Language & HumanitiesTest Run

New Sign Language School Qualification in the UK

As of 2025, GCSE students will be able to take a British Sign Language (BSL) class, a two-year curriculum that will include at least 750 signs and will be inclusive to students without any prior knowledge of the language. Students should be able to communicate in BSL by the end of the course. Additionally, the history of BSL will also be taught.

Campaigners thriving to grow the use of BSL into the mainstream see this new curriculum as a huge boost to their goal.
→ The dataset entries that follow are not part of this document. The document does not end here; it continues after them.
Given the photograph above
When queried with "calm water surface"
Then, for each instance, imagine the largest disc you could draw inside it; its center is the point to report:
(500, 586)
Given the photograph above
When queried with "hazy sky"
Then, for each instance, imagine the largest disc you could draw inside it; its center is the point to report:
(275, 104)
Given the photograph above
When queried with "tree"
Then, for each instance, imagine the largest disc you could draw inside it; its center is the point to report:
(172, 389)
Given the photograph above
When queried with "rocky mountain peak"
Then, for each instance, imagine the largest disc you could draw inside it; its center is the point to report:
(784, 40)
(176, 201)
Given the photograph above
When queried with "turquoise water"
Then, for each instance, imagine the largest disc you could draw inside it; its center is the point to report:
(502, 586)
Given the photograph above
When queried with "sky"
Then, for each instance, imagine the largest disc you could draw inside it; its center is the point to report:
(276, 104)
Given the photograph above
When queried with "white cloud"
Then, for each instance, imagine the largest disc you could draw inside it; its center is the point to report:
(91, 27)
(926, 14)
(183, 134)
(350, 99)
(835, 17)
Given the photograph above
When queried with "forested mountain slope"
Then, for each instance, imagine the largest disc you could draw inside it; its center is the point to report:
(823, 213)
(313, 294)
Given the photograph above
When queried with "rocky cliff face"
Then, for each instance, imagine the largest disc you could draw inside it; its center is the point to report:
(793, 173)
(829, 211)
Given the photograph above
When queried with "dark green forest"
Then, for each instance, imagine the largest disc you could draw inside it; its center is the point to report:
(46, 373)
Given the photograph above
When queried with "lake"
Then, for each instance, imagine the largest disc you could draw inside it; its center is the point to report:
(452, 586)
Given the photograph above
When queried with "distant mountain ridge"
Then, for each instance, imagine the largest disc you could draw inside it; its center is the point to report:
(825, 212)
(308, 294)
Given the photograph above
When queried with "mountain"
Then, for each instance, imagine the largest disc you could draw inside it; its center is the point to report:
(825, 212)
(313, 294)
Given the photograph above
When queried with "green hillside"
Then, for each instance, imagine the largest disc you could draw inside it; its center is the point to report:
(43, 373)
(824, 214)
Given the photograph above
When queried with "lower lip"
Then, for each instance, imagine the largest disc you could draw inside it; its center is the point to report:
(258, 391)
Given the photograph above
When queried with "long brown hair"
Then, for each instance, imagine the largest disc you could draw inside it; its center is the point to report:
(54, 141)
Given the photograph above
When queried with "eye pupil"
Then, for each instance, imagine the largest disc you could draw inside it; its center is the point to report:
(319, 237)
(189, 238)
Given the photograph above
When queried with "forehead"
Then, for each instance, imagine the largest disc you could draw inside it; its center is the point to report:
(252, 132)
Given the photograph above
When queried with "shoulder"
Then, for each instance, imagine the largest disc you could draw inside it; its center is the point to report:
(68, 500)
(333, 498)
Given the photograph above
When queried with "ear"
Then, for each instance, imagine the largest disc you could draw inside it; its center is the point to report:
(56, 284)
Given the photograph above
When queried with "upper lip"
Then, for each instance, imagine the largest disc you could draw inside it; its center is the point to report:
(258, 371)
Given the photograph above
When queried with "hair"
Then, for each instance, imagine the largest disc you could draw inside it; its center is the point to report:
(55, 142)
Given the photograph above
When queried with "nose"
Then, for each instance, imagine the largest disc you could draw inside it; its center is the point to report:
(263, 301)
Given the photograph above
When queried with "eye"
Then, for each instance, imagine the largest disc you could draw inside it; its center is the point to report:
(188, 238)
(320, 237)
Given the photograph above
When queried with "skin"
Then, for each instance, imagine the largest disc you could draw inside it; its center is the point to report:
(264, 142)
According to the Department of Education, students being mandated to study BSL should “encourage more schools to teach the subject more widely.”

One notable contributor of the creation of the new course is 17-year-old Daniel Jillings, who has been working to get the qualification added since he was 12.

Deaf and born without a cochlear, Jillings wasn’t able to be fitted with a cochlear implant. Hence, he campaigned for the UK government to add a BSL GCSE alongside the large list of foreign language GCSEs, questioning whether the language’s exclusion front the nation’s GCSE curriculum amounted to unlawful discrimination.

According to the British Deaf Association, there are around 87,000 people that are deaf in the UK and 151,000 using BSL. While sign languages from different countries are not mutually intelligible, they can share unique similarities. For example, the French Sign Languages have more in common with American Sign Languages, than BSL has with its American counterpart.